また、室内が拡大されたことにより、居住性が高まり、オフロードだけではなくオンロード性能も向上したのです。
JB23型は、1998年の発売から2018年の生産終了まで、約20年という長い歴史を持ったモデルでした。その間には多数のマイナーチェンジや一部改良がおこなわれ、伝統を守りつつも進化は怠っていませんでした。
そして、2018年7月に現行モデルの4代目ジムニー(JB64型)が発売されました。デザインは3代目の丸みのあるデザインとは異なり、初代、2代目を思わせる箱形のデザインとなっています。
4代目ジムニーは、歴代モデルのデザインが採用されており、初代、2代目からは「丸型のヘッドランプ」、初代から「丸型の独立配置されたウィンカー」、3代目からは「5スロットグリル」が採り入れられています。
内外装ともに「機能に徹した飾らない潔さ」というコンセプトでデザインを刷新し、外装は車両状況が把握しやすい角ばったスクエアボディを採用しています。
また、厚手の手袋を着用しても操作が可能なスイッチ類を採用することで、どんな状況でも運転に支障をきたさない機能的なレイアウトを実現。

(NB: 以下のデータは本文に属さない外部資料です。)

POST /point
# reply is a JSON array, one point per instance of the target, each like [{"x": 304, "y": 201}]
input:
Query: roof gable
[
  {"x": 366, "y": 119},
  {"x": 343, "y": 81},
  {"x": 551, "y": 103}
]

ジムニーの特徴でもある「悪路走破性」を高めるため、新開発ラダーフレームの採用や伝統的な縦置きエンジンFRレイアウト、リジッドサスペンションの改良により荒地や障害物などでの走行性能を格段に向上させているほか、「ブレーキLSDトラクションコントロール」や「ヒルホールドコントロール」などの機能でもドライバーをサポートします。
カラー設定について、スズキのデザイン担当者は次のように説明しています。
「今回のボディカラーは『機能を表現する色・素材』を狙いとしています。『キネティックイエロー』は、悪天候のなかでも目立つ性能を追求した要素を重要視しました。
『ジャングルグリーン(ジムニーシエラ)』は、森のなかなどで隠れる性能を追求しています。この2色に決定した背景には、実際に仕事使われている方や森林組合などへの調査結果で判明しました」
4代目ジムニーは、スズキでは初となる2018年度グッドデザイン賞金賞を受賞したほか、日本車では初となる世界カーオブザイヤー「ワールドアーバンカー」を2019年に受賞するなど、さまざまな分野で評価を得ているクルマです。
ジムニーがいまでも愛される理由として、50年以上の歴史と伝統を守りつつ進化し続けていくという、バランス感覚がその秘訣かもしれません。